Why DQM-ML V2?

Curious about why we rebuilt DQM-ML from scratch? This page explains the design decisions behind V2 and how the streaming architecture works. For a general introduction, check out the Home page.

The Problem with V1

The original dqm-ml library worked well for small datasets, but had limitations:

Memory issues: Loading entire datasets into Pandas DataFrames crashed on large files
Fixed metrics: Adding new metrics required modifying core code
Tight coupling: You needed all dependencies even if using just one metric

How V2 Solves This

V2 was designed around four key principles:

Streaming: Process data in batches without loading everything into memory
Modularity: Install only what you need (don't need PyTorch? Don't install it!)
Extensibility: Add new metrics via plugins without touching core code
Unified API: One consistent interface for all metric types

DQM-ML V2 Architecture

Here's how data flows through the DQM-ML V2 system:

flowchart LR A1[Parquet Files] --> B[DataLoader] A2[CSV Files] --> B A3[Databases] --> B B --> C[Streaming Batches] C --> D[Metric Processor] D --> E[Intermediate Stats] E --> F[Final Metrics] F --> G[Output Writer] G --> H1[Parquet Files] G --> H2[CSV Files] G --> H3[Dashboards]

How it works:

DataLoader loads your data (Parquet, CSV, etc.)
Streaming Batches process data in chunks — never loads the whole dataset into memory
Metric Processor computes features and intermediate statistics for each batch
Intermediate Stats accumulate as batches are processed
Final Metrics aggregate all intermediate stats into dataset-level scores
Output Writer saves results to your preferred format

Memory Efficiency (Why Streaming Matters)

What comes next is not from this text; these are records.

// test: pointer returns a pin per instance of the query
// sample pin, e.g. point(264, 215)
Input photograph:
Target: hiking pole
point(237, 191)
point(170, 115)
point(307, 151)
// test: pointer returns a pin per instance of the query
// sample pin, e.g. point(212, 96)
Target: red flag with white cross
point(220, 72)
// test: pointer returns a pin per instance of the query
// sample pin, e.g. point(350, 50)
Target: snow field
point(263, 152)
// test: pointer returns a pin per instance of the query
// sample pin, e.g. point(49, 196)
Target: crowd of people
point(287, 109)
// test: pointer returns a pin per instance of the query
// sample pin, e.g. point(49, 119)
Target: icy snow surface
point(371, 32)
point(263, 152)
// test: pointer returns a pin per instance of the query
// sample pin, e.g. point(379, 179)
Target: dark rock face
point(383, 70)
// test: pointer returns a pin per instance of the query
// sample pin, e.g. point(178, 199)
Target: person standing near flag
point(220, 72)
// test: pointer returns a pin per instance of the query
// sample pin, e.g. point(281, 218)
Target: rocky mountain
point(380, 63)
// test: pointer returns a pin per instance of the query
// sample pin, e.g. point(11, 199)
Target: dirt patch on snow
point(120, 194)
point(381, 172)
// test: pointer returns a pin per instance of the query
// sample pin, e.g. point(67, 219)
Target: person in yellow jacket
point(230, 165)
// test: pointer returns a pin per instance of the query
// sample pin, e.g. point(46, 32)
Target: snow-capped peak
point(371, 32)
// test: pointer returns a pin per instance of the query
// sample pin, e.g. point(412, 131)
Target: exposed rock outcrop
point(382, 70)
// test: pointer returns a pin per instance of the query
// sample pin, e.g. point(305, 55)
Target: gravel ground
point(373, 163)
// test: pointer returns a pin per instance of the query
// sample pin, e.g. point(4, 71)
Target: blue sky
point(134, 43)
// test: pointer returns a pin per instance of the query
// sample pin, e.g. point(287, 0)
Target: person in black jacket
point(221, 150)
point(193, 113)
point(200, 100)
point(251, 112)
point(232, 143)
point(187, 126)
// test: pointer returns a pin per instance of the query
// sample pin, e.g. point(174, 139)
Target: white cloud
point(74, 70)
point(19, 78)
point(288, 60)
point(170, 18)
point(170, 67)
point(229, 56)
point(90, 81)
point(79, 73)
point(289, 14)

Unlike V1, which loads entire datasets into memory, V2 processes data in batches:

flowchart LR subgraph "V1 (old way)" direction TB V1["Load entire dataset into RAM"] V1c["Process all at once"] end subgraph "V2 (streaming)" direction TB V2a["Load batch 1 (e.g., 10K rows)"] V2p1["Process batch 1 → stats"] V2b["Load batch 2"] V2p2["Process batch 2 → stats"] V2c["..."] V2agg["Aggregate all batch stats"] end style V1 fill:#ffcdd2 style V2 fill:#c8e6c9

Why This Matters

Key difference: With streaming, you can now process datasets larger than your available RAM. Whether you have a 100MB or 100GB file, memory usage stays constant.

Dataset Size	V1 Memory	V2 Memory
100 MB	~300 MB	~10 MB
1 GB	~3 GB	~10 MB
100 GB	Crashes	~10 MB

Performance Improvements

V2 shows significant improvements over V1:

Metric	V1	V2	Improvement
Memory usage	Full dataset in RAM	Constant (batch size)	~10-100x less
Large Parquet files	Slow / crashes	Fast streaming	~2-5x faster
Adding new metrics	Modify core code	Plugin system	No core changes needed

What's Different from V1

Feature	V1	V2
Data handling	Load into memory	Stream in batches
New metrics	Modify core	Plugin system
Dependencies	All or nothing	Install only what you need
API	ad-hoc	Unified `DatametricProcessor`
Image features	Separate tool	Built into pipeline

The legacy dqm-ml package is still available for reference, but new development should use the V2 API.